For devout fans of Kanye West, the events surrounding the release of his 10th studio album, "Donda," have been full of highs and lows, trials and tribulations. After much anticipation, the album eventually hit streaming services in its entirety on Aug. 29, 2021, but that seemingly wasn't the end of the "Donda" evolution process.
In the middle of the night on Sept. 28, 2021, "Donda" unexpectedly changed once again. This update, which Kanye gave no prior warning of, saw some pretty notable changes, including alterations to songs and the removal of two key feature artists. So, what are the exact changes Kanye made to "Donda"? Keep reading to find out.
What changes did Kanye West make to "Donda"? Here's a breakdown of them all.
Many Kanye fans were shocked to wake up on Sept. 28, 2021 to find out that an alternate version of "Donda" had been uploaded to major streaming services in the middle of the night. For Spotify, Tidal, and YouTube users, the original album was removed from the platforms entirely. For others, like those who subscribe to Apple Music, both versions appear directly next to each other in the rapper's discography.
The new version of "Donda" isn't entirely different from the original, but the changes were clearly substantial enough for Kanye that they warranted an entire re-upload of the project. To start off, the mixing and mastering of various tracks on the album were altered. On the song "Jail Pt. 2," Marilyn Manson's vocals were mixed a bit more cleanly than in the original release. On both "Junya" and "Junya Pt. 2," the already bass-heavy tracks see a boost in bass.
Much like the "Junya" parts, "Praise God," which features Travis Scott and Baby Keem, also saw an increase in bass that makes the instrumental sound more like the early version of the song previewed at Kanye's first Atlanta "Donda" listening party. On the track "Heaven and Hell," the choir that comes in at the song's climax is notably louder and clearer, once again reflecting the sounds heard at earlier "Donda" listening parties.
Another change to mixing was made on the emotional track "Come to Life," which is now much crisper and more finely tuned than the original version. "God Breathed" saw the same treatment, with cleaner mixing that highlights the soulful Vory feature at the end of the track much more.
Beyond mixing changes, Kanye also removed Chris Brown and KayCyy Pluto from the album entirely.
Perhaps the biggest surprise to come from Kanye's "Donda" update was the removal of two key feature artists from their respective tracks: Chris Brown and KayCyy Pluto.
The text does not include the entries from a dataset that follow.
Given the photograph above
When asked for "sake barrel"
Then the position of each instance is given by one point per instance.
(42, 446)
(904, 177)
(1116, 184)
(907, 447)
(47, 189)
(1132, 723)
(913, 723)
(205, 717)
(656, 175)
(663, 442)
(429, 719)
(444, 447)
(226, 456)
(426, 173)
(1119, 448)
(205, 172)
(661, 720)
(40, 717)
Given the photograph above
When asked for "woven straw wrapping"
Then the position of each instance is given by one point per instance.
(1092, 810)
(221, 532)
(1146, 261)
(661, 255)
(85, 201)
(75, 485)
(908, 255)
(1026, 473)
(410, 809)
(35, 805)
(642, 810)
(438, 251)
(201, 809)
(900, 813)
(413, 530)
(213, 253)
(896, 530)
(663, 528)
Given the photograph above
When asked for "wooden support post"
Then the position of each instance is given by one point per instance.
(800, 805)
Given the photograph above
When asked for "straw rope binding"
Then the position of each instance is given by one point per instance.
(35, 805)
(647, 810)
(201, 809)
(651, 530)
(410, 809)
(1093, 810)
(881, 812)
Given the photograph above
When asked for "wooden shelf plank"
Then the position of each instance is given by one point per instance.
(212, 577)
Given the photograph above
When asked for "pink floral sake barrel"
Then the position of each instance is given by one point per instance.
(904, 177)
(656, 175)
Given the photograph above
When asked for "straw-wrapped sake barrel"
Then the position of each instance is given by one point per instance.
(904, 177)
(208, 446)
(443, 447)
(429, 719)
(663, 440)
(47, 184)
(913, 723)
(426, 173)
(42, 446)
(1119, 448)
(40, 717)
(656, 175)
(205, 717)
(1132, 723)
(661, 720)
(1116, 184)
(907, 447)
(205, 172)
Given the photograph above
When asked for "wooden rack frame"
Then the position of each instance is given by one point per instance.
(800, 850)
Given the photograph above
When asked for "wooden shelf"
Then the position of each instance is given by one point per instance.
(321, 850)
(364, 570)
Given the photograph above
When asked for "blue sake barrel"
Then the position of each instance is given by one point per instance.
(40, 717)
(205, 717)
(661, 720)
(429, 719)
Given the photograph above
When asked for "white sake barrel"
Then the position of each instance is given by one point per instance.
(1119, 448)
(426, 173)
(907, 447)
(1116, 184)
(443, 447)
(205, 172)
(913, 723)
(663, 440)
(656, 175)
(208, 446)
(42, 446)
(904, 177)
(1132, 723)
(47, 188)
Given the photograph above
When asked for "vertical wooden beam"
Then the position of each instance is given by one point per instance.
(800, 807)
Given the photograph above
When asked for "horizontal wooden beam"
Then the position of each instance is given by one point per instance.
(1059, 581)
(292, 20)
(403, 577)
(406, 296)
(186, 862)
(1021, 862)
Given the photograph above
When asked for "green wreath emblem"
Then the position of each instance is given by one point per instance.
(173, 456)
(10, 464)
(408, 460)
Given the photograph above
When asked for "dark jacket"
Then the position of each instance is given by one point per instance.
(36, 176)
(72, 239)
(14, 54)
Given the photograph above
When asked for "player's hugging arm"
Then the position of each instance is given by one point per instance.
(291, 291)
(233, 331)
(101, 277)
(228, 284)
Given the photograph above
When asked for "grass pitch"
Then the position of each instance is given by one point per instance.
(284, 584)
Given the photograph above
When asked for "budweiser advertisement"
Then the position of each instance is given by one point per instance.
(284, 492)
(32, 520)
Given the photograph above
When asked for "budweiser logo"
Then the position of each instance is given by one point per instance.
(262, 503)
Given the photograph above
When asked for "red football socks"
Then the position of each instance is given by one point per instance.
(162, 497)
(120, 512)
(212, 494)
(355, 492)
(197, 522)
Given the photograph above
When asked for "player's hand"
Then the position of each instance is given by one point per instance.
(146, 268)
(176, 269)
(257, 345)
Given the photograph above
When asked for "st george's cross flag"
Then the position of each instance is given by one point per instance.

Chris's background vocals on "New Again" were removed entirely, replaced by both Kanye's singing and a choir harmonizing with him.
As for KayCyy, his hook on "Keep My Spirit Alive," which also features Westside Gunn and Conway the Machine, was entirely removed from the track. The song now begins with Kanye singing, another change that reflects an earlier version of the song, previewed at the second Atlanta "Donda" listening party.
Why did Kanye change "Donda"? This isn't the first time he has updated an album after its release.
Although many fans were surprised by Kanye's changes to "Donda," this isn't the only time the artist has altered a project after its release. "Yeezus," his genre-bending 2013 album, saw changes to the songs "Send It Up" and "Black Skinhead," in the weeks after its release.
Furthermore, in 2016, Kanye made major changes to "The Life of Pablo" shortly after sharing it with fans. The changes included adding Vic Mensa and Sia to "Wolves," splitting Frank Ocean's verse on "Wolves" into its own track titled "Frank's Track," and adding a new outro song, titled "Saint Pablo."
When he released "Ye" in 2018, he also changed the song, "I Thought About Killing You" because of a lack of sample clearance on the original beat.
The 2019 release of "Jesus Is King" saw a similar treatment. "Follow God" was given a more polished final mix after its initial release, as were "Use This Gospel" and "Everything We Need."
As for why he does this, Kanye has tweeted in the past that he considers his albums to be "living, breathing, changing creative expression."
It appears Kanye likes to let his projects simmer privately and in public before he identifies the tweaks needed to make each album perfect.